On each side of the box were brass handles. You had to hold them both, the gallery owner told them. To complete the circuit. If you wanted to make the box work right, you held both handles. You pressed your eye to the brass peephole in the front. Your left eye. And you looked inside...

The Nightmare Box is a dark and mysterious device/work-of-art which appears in the short story of the same name presented by Mrs. Clark in the Chuck Palahniuk book Haunted. Set in an art gallery, it is described as a black lacquered box on three tall legs, brass handles on either side and a small peephole in the front. At random intervals, controlled by a timer inside, a button could be pressed which would trigger a flash of light through the peephole. Only when the timer had expired could the image inside be seen, although patrons in the art gallery look through the peephole despite the timer ticking away inside the box. The odd appearance of the piece, its unpredictability and its ominous-sounding name create an expectation in the viewer that the image revealed will be something fearful. Strangely, though, the gallery patrons seem to have a light-hearted curiousity regarding the box and its secret view.

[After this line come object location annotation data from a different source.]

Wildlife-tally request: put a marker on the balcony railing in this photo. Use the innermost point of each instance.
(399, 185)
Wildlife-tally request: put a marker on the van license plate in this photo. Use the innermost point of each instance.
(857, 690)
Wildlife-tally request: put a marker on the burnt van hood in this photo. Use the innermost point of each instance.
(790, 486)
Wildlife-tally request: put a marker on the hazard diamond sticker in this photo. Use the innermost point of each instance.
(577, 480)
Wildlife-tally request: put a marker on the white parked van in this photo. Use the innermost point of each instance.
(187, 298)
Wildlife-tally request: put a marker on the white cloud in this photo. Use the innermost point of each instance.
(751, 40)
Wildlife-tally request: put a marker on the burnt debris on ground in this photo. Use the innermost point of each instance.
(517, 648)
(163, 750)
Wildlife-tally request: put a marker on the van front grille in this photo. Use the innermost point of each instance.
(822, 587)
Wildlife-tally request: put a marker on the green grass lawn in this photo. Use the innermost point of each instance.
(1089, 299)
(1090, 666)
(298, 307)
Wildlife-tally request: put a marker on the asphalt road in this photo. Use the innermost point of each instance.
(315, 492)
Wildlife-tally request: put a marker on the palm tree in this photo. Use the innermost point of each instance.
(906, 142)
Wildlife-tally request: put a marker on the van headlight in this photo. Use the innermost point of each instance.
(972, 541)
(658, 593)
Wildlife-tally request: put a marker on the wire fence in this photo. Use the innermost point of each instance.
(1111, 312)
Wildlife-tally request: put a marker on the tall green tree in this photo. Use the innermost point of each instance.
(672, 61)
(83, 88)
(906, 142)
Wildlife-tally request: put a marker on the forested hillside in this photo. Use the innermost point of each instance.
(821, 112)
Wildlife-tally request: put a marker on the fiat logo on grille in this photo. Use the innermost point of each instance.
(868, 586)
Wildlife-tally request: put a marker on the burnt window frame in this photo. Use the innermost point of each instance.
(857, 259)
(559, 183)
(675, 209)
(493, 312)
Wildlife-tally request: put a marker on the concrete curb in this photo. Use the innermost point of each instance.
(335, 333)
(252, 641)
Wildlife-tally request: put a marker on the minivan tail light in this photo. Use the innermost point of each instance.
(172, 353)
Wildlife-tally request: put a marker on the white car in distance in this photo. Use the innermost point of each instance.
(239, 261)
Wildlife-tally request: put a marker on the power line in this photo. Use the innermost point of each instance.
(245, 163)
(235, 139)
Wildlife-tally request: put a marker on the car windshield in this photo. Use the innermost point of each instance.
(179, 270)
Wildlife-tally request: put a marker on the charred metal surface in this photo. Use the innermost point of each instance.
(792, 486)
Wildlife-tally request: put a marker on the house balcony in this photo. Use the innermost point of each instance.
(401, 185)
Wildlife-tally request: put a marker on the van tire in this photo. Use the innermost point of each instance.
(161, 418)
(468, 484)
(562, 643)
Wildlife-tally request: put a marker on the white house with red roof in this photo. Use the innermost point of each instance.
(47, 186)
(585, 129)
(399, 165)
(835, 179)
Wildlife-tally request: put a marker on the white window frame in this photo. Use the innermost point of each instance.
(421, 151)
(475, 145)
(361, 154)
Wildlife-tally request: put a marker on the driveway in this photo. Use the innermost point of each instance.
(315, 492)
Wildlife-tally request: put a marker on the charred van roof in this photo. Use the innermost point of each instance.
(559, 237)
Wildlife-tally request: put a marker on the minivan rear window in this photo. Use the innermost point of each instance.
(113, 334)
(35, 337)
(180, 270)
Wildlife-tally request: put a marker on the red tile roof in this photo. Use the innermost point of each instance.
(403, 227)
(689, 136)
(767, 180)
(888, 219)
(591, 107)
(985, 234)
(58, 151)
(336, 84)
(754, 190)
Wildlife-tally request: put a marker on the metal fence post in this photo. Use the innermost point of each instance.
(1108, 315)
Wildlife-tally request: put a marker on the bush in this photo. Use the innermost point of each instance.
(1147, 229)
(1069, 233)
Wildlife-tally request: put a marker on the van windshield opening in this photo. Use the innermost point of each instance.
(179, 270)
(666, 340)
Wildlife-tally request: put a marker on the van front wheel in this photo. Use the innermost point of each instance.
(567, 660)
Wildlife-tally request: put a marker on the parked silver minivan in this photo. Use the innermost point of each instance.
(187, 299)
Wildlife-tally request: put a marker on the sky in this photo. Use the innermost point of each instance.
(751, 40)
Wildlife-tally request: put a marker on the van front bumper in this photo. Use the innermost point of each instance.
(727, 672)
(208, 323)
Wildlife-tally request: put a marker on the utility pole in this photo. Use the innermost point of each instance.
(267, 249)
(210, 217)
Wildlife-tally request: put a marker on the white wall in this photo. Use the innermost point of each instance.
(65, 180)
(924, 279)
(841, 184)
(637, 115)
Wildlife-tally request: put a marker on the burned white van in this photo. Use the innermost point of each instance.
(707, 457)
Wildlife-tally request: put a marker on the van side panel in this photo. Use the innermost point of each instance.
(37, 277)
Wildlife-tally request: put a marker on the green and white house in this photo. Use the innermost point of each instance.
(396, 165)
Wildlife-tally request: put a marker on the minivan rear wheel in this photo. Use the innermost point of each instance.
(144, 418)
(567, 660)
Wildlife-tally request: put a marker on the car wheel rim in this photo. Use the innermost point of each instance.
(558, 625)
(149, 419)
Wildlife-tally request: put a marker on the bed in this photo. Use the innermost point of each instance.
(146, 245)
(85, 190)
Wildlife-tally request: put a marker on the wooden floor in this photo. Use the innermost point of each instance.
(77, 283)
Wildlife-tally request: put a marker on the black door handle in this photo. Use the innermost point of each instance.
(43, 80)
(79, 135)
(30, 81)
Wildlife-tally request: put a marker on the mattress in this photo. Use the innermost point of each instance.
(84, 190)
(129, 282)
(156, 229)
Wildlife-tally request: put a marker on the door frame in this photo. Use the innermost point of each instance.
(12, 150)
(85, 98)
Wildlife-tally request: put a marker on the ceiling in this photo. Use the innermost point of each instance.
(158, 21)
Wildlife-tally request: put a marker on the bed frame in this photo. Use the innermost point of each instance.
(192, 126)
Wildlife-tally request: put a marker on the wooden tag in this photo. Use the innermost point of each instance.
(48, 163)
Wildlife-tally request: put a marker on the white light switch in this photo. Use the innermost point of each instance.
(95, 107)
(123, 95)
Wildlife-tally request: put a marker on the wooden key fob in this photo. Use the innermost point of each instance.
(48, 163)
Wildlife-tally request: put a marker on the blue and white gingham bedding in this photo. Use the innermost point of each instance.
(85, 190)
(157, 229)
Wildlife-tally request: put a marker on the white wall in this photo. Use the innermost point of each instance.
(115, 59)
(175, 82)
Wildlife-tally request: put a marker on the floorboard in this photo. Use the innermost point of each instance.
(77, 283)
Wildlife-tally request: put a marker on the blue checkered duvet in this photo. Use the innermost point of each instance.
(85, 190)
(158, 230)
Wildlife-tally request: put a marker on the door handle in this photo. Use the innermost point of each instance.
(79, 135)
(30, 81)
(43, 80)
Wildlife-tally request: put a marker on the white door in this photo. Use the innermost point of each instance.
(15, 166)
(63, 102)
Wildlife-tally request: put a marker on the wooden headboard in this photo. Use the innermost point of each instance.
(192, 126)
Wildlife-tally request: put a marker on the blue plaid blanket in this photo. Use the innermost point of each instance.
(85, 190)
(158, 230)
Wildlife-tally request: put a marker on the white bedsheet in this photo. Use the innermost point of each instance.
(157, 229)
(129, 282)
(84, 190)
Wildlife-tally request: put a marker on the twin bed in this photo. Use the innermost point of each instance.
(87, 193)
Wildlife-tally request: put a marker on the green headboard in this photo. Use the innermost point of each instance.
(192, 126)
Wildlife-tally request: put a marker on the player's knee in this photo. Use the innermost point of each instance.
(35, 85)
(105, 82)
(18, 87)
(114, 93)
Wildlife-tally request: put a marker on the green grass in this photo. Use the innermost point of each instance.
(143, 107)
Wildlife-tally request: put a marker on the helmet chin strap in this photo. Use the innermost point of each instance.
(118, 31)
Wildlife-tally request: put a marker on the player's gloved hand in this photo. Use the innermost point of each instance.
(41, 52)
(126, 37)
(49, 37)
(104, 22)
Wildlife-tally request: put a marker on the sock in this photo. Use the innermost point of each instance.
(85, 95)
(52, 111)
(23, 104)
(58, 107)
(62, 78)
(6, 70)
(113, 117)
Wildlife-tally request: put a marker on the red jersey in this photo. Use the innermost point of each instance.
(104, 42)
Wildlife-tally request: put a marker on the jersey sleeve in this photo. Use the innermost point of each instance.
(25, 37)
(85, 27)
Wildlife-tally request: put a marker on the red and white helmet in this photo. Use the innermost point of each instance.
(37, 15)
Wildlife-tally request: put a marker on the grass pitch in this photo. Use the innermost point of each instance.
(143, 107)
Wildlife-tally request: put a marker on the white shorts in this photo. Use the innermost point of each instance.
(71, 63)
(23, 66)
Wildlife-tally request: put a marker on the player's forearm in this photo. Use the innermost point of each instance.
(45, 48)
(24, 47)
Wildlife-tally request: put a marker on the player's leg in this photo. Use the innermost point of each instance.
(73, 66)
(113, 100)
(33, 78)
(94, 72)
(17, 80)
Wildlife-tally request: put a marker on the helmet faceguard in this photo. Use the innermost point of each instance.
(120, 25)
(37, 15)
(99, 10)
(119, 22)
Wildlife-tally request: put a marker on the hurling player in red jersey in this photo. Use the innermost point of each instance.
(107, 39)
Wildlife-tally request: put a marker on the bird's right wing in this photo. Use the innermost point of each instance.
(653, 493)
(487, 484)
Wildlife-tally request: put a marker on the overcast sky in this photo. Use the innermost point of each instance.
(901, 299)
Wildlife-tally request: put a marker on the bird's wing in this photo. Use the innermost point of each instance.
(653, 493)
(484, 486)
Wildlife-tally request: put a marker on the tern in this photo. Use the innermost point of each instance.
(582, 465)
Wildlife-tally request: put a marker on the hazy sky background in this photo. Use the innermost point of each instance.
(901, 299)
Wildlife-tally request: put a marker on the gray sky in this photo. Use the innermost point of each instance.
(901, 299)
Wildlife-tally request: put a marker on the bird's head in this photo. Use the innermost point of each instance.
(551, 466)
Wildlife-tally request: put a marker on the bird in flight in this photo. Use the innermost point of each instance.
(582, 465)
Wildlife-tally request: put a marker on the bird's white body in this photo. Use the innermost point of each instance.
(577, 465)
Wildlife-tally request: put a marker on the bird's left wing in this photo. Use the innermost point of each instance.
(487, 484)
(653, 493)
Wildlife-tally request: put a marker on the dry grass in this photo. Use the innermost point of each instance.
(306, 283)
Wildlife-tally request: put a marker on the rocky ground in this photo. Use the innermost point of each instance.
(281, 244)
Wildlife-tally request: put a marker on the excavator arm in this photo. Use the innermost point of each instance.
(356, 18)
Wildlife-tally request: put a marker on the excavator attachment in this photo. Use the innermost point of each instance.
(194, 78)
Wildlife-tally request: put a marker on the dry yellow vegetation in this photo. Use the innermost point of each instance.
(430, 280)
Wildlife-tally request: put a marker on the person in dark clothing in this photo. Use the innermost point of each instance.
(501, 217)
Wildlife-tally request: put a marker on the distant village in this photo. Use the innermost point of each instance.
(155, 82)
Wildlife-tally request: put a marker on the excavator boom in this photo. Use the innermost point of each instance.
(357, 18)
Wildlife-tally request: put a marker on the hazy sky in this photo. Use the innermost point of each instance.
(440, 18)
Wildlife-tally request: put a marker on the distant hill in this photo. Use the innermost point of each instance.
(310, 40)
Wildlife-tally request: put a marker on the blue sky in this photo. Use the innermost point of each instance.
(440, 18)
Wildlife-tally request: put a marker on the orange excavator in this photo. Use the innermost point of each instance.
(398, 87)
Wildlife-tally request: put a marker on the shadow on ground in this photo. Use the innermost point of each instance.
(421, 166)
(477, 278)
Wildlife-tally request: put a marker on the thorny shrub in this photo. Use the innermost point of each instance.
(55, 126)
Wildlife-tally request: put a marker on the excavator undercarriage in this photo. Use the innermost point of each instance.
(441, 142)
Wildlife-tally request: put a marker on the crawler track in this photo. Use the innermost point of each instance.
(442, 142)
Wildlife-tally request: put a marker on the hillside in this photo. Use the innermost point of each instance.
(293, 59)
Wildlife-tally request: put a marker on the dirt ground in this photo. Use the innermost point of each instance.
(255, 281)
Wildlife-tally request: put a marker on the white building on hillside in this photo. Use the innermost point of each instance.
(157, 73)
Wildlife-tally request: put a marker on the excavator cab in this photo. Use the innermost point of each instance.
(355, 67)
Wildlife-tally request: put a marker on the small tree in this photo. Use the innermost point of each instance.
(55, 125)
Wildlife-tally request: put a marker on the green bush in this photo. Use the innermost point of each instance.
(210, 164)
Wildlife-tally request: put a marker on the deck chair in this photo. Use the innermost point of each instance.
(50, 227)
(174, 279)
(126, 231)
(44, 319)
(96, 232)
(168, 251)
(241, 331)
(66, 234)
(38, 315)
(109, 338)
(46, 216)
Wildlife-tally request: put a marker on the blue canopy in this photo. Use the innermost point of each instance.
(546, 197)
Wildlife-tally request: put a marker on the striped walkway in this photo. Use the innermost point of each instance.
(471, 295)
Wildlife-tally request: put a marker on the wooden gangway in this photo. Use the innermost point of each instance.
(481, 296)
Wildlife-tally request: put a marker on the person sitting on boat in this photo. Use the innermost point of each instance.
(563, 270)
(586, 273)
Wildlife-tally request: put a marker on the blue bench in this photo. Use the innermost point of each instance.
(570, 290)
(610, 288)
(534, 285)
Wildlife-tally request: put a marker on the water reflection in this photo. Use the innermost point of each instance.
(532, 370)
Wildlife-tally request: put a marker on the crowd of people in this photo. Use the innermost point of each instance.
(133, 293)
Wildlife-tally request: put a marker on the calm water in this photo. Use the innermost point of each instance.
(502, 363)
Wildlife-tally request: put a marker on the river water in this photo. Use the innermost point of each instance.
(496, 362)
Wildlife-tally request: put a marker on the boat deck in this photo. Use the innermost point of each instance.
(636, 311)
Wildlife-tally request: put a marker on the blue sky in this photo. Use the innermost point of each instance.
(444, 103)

Warning: Potential Spoilers Ahead

Exactly what the box reveals to the viewer remains a mystery throughout the book (similar to the briefcase in Pulp Fiction), though it is assumed that the box always shows the same image. Each of the four people said to have looked inside all go crazy. Not stark raving mad, mind you, but they each give up on Life in their own way. Mrs. Clark's daughter, Cassandra, becomes catatonic and eventually disappears. An antiques-shop owner hangs himself in the back of his shop. The only person to look into the box and give any description of what is inside is the owner of the art gallery where the box resides. He describes the view as "a glimpse of the real reality" and says, "Our world is a dream." While this explanation is not the most original and does take away some of the mystique (albeit at the very end of the story), the full description by the owner does leave readers with a sense of what it might be like to peer into the Nightmare Box for themselves.